9. ASSIGNMENT. The rights and obligations of the Company shall enure to the benefit of and
shall be binding upon the successors and assigns of the Company. The rights and obligations of
Executive are not assignable except only that payments payable to him after his death shall be made
to his estate except as otherwise provided by the applicable plan or award documentation, if any.
10. NOTICES. All notices and other communications required hereunder shall be in writing and
shall be given by mailing the same by certified or registered mail, return receipt requested,
postage prepaid. If sent to the Company the same shall be mailed to the Company at 000 Xxxxxxxxxx
Xxxx, Xxxxxxxxxx, Xxxxxxxxxxxxx 00000, Attention: Chairman of the Executive Compensation
Committee, or other such address as the Company may hereafter designate by notice to Executive; and
if sent to the Executive, the same shall be mailed to Executive at his address as set forth in the
records of the Company or at such other address as Executive may hereafter designate by notice to
the Company.
11. WITHHOLDING; CERTAIN TAX MATTERS. Anything to the contrary notwithstanding, (a) all
payments required to be made by the Company hereunder to Executive shall be subject to the
withholding of such amounts, if any, relating to tax and other payroll deductions as the Company
may reasonably determine it should withhold pursuant to any applicable law or regulation, and (b)

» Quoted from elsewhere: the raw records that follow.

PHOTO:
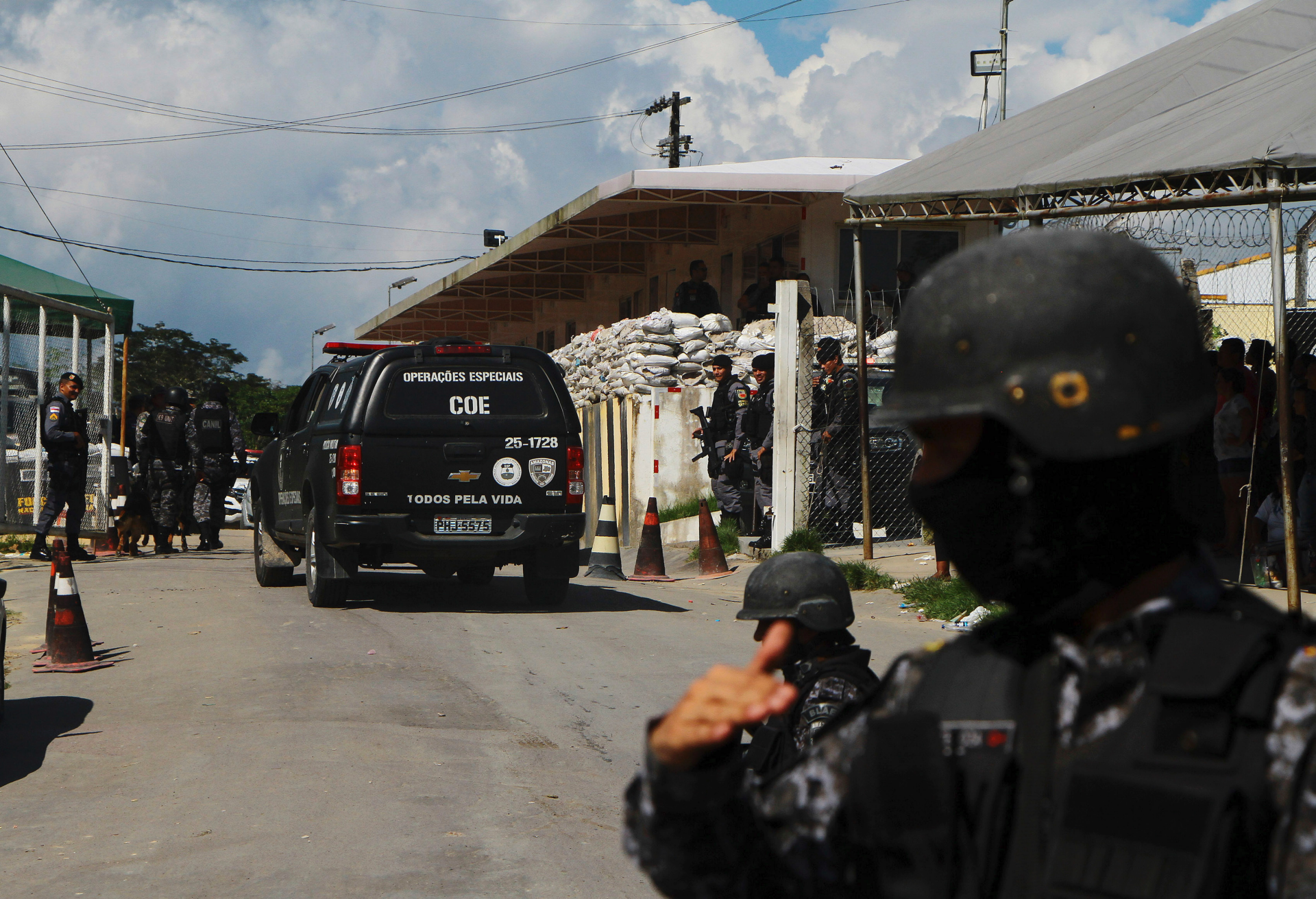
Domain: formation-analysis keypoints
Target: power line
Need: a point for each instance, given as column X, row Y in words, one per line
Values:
column 188, row 260
column 233, row 212
column 58, row 236
column 247, row 124
column 537, row 21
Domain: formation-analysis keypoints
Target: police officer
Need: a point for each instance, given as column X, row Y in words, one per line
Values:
column 731, row 400
column 214, row 437
column 64, row 435
column 162, row 451
column 1131, row 728
column 838, row 403
column 828, row 671
column 757, row 435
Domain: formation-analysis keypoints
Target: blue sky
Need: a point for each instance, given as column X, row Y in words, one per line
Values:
column 888, row 83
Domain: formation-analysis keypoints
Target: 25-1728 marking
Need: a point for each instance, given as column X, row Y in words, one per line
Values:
column 533, row 442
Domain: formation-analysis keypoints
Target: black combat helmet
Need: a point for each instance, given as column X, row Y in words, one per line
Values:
column 1082, row 343
column 807, row 588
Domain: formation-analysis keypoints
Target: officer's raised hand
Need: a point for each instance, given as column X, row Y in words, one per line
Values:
column 722, row 702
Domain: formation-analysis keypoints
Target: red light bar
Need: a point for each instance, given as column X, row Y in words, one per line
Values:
column 336, row 348
column 460, row 349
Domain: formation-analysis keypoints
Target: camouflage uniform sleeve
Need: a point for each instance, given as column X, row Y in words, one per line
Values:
column 236, row 436
column 824, row 702
column 712, row 832
column 1293, row 780
column 194, row 440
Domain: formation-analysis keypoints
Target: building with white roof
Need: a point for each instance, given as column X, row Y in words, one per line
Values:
column 623, row 248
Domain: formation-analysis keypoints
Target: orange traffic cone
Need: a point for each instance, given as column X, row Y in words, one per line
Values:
column 69, row 645
column 649, row 561
column 712, row 560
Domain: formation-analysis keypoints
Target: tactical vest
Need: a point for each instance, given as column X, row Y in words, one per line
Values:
column 968, row 791
column 169, row 427
column 724, row 408
column 758, row 419
column 212, row 429
column 773, row 747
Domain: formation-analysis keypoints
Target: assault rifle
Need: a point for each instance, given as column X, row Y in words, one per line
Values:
column 708, row 442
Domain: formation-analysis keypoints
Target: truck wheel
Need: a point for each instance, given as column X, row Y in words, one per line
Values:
column 321, row 591
column 543, row 591
column 478, row 574
column 267, row 575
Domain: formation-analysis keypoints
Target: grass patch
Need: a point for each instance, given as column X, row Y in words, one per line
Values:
column 728, row 535
column 861, row 575
column 685, row 508
column 803, row 540
column 945, row 599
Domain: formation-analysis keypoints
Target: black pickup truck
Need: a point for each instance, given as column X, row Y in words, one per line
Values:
column 450, row 456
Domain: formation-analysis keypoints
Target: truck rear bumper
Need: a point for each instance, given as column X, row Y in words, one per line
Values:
column 526, row 532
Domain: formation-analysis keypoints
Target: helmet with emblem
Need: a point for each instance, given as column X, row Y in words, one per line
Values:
column 1085, row 344
column 808, row 588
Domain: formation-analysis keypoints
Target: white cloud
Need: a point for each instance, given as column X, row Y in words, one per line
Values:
column 888, row 82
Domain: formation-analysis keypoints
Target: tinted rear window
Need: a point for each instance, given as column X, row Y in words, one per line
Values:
column 465, row 392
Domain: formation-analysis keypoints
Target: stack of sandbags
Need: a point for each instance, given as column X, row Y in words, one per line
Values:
column 663, row 349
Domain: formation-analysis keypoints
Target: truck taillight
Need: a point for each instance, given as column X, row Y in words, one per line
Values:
column 576, row 475
column 349, row 475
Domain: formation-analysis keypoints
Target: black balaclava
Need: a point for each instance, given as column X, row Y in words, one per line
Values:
column 1034, row 532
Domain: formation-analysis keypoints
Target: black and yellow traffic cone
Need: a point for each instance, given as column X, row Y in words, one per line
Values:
column 712, row 560
column 649, row 561
column 606, row 553
column 69, row 645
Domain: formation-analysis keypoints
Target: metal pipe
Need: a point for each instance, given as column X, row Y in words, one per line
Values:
column 106, row 437
column 1300, row 243
column 861, row 320
column 1286, row 468
column 38, row 469
column 4, row 415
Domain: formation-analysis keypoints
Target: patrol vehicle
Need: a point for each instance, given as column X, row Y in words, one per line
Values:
column 450, row 456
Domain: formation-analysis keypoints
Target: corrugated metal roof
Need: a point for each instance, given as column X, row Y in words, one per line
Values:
column 1044, row 144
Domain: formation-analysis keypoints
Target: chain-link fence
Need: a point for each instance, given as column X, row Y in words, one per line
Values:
column 40, row 340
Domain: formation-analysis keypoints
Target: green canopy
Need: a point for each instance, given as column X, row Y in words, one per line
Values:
column 29, row 278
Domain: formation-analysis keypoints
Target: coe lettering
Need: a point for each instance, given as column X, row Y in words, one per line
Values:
column 469, row 405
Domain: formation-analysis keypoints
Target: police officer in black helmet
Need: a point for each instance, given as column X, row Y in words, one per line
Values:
column 162, row 449
column 64, row 436
column 214, row 437
column 1132, row 728
column 809, row 592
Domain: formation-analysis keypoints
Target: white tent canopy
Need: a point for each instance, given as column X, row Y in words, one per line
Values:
column 1232, row 93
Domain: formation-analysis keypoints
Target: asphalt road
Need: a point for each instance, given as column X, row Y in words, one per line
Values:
column 427, row 740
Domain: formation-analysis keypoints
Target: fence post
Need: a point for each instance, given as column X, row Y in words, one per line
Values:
column 107, row 407
column 38, row 466
column 1286, row 469
column 790, row 469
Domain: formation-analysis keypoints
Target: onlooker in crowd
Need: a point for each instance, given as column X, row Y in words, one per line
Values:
column 1260, row 356
column 1234, row 423
column 696, row 295
column 1231, row 356
column 753, row 302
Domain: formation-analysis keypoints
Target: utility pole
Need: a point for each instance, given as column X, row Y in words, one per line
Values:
column 675, row 145
column 1004, row 37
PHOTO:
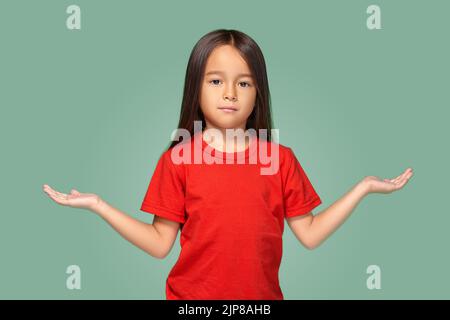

to the extent any payment hereunder shall be required to be delayed until six months following
separation from service to comply with the “specified employee” rules of Section 409A it shall be
so delayed (but not more than is required to comply with such rules).
12. GOVERNING LAW. This Agreement and the rights and obligations of the parties hereunder
shall be governed by the laws of the Commonwealth of Massachusetts.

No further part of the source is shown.